While Macquarie declined to comment on any specific funds, citing regulator issues, executive director Tim Hornibrook explains the broader investment case. In some cases, it’s similar to that for other foodstuffs around the world: too many people. “The investment case is a fairly simple one: we’ve got more people in the world eating more food but less land to produce that food on,” he says. “That is causing a structural imbalance between demand and supply, causing a shift in agriculture prices above their long term average. Over the last 40 years arable land available for agricultural production has basically halved.
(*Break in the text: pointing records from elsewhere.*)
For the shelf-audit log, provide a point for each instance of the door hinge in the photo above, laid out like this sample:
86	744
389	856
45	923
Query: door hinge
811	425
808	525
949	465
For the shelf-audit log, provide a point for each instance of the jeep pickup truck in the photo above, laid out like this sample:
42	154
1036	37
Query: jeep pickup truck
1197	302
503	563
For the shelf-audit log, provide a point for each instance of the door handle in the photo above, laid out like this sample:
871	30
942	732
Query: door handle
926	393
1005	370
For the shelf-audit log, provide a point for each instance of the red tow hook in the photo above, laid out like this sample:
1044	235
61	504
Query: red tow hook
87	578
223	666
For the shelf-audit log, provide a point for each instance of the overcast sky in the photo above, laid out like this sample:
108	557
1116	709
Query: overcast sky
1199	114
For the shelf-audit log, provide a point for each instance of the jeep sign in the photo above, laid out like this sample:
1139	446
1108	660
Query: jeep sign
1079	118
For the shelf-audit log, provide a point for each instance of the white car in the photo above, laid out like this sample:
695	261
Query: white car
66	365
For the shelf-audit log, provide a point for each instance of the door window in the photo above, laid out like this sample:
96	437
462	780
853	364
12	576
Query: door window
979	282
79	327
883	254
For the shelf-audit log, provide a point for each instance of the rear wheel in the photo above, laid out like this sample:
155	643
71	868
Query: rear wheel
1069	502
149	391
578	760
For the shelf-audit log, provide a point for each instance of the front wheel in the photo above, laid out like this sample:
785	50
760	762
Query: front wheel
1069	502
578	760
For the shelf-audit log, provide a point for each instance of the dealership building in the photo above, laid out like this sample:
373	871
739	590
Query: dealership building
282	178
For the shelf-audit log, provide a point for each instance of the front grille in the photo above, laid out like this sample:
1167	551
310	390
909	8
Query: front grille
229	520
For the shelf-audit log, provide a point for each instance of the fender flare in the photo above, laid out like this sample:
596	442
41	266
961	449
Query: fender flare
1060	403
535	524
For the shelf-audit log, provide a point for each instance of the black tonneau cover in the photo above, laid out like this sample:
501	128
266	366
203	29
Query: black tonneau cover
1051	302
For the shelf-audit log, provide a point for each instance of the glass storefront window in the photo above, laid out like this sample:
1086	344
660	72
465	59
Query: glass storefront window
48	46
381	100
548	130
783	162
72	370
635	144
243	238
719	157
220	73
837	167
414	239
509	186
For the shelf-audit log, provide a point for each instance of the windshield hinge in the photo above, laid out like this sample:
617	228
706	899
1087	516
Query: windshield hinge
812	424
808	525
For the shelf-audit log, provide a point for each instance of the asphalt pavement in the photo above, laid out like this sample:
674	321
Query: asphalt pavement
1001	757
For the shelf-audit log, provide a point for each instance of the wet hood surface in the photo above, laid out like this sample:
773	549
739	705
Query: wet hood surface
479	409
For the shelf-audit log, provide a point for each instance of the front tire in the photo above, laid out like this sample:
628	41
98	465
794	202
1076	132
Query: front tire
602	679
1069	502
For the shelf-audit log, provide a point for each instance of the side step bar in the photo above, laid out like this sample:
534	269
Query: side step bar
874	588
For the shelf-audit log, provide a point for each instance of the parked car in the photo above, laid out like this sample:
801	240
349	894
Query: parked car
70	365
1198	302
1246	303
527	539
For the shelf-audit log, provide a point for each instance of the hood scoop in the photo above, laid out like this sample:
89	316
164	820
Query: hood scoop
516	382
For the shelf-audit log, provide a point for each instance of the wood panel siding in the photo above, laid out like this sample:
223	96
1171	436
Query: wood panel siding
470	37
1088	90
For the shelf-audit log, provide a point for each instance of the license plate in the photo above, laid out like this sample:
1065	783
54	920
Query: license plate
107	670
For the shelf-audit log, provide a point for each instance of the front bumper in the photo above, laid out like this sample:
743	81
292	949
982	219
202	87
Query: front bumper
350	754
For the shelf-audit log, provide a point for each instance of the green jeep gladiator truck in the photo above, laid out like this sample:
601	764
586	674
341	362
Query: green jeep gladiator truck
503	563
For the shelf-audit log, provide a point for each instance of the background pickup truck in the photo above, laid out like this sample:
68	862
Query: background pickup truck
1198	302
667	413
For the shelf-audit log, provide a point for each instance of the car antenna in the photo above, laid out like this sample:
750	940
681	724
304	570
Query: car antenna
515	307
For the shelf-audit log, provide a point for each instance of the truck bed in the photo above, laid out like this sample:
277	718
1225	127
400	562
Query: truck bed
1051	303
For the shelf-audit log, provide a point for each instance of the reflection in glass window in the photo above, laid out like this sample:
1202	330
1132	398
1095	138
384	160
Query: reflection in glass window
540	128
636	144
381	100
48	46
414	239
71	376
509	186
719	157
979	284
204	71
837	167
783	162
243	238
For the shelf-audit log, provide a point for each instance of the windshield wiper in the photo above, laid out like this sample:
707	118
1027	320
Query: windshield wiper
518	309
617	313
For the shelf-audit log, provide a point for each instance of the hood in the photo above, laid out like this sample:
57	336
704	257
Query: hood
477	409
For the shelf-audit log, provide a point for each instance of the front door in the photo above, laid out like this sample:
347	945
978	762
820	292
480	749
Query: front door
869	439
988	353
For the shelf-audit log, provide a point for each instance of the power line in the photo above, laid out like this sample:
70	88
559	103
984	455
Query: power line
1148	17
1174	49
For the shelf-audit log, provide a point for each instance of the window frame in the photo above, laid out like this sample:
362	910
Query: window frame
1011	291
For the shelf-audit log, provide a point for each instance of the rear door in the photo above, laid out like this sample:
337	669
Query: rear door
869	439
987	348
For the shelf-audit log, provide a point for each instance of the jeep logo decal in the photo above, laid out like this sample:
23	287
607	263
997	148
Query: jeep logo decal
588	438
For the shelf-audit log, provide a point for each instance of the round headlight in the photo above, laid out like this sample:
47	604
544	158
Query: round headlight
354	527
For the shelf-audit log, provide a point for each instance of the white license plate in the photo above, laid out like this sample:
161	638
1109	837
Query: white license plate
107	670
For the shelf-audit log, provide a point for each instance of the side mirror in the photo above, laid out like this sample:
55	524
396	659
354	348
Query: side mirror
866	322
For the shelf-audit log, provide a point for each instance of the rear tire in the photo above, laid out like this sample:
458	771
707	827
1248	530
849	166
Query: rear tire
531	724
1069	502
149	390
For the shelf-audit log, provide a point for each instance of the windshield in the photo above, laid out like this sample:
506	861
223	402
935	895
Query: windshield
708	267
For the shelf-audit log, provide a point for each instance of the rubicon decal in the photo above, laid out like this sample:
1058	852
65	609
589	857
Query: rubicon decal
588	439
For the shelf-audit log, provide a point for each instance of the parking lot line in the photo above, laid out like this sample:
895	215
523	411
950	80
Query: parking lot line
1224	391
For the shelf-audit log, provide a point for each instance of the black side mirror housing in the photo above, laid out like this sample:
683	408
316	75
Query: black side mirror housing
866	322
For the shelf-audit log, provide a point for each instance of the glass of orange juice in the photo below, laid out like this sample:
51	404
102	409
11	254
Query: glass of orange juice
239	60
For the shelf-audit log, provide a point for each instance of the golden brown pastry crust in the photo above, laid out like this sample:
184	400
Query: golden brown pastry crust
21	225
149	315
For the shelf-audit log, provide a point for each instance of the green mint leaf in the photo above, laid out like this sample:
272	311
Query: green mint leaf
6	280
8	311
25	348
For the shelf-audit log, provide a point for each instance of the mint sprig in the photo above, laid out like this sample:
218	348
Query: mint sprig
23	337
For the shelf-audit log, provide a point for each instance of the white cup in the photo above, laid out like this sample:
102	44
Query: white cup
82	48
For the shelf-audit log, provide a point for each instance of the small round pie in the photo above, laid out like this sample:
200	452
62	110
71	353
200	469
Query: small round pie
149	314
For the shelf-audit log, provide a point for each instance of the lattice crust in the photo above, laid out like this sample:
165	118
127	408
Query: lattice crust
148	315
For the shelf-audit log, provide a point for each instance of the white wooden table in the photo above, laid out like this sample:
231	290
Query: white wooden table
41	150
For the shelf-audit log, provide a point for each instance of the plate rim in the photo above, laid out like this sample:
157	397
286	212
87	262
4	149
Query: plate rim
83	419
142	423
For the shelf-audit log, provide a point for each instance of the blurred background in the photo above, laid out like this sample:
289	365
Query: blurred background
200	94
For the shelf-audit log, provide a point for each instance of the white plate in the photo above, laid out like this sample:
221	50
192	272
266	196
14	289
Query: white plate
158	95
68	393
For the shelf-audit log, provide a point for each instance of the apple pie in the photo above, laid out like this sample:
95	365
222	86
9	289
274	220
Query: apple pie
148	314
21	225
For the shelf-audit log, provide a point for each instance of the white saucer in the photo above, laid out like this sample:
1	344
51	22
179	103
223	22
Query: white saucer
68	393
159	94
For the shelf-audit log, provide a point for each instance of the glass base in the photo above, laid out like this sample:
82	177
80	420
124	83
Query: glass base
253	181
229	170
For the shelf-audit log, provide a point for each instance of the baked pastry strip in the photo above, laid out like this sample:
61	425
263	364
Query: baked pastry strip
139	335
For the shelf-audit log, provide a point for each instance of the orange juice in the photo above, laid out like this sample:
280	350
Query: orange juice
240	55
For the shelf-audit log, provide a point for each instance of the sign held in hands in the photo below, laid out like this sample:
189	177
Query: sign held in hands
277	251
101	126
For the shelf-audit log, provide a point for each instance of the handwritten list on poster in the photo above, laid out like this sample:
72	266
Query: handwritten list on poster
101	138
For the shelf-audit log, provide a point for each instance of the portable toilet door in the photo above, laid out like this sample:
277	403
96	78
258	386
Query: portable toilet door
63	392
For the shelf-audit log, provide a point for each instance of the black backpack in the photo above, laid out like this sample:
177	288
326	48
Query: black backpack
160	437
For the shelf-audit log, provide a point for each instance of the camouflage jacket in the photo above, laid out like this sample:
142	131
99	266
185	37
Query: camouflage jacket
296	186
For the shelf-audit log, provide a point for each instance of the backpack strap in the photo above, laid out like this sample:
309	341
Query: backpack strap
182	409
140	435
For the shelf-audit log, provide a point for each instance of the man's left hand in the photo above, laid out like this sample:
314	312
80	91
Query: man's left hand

So whereas once upon a time we used to each have a football field we could go and farm on, today we have two fifths of a football field.”
On top of that are changes in what people eat and can afford. “There are not only more people, but those people are getting wealthier, and there is a strong correlation between wealth and diet,” he says. “As you get wealthier, you tend to consume more proteins, and that once again puts pressure on demand and supply.” To meet demand, animals are tending to be produced more intensively – pigs in piggeries, cattle in feed locks – which in turn puts further pressure on the grain and oilseeds used to feed the animals.
But some elements of livestock in Australia are very distinct to this country. “Australia is in a fortunate position,” says Hornibrook. While it ranks second as an exporter of beef globally, behind Brazil, it ranks first by value, “because we get a higher price in recognition of being a consistent provider of high-quality, disease-free meat.” Most cattle in Australia are grass-fed, which is cheaper than the feedlock system common in the US and also considered more humane, and also reduces linkages to rising grain prices. Australia has a lot of land to allow a pasture-based system; it is closer to the key Asian markets than Brazil, with cost and time benefits; and more than anything else, it is disease-free, without ever having suffered an outbreak of an export-restricting disease, a function of being an isolated island with strict quarantine and a national livestock identification system. “Once a cow leaves a farm in Australia it has to wear an electronic ear tag,” he says. “You could be anywhere in the world and order an Australian steak and I could trace it back to the paddock where it was born.”
All of these things make Australian beef (and lamb) a very compelling investment case, but for retail it’s still very hard to play. Macquarie does, though, have a track record of starting out with somewhat esoteric investment classes with institutions and private wealth, then gradually offering retail exposure to them, so that may change in future. In the meantime, the most obvious exposure is through listed companies, the principle example being Australian Agricultural Company, Australia’s biggest exporter of live cattle to Indonesia.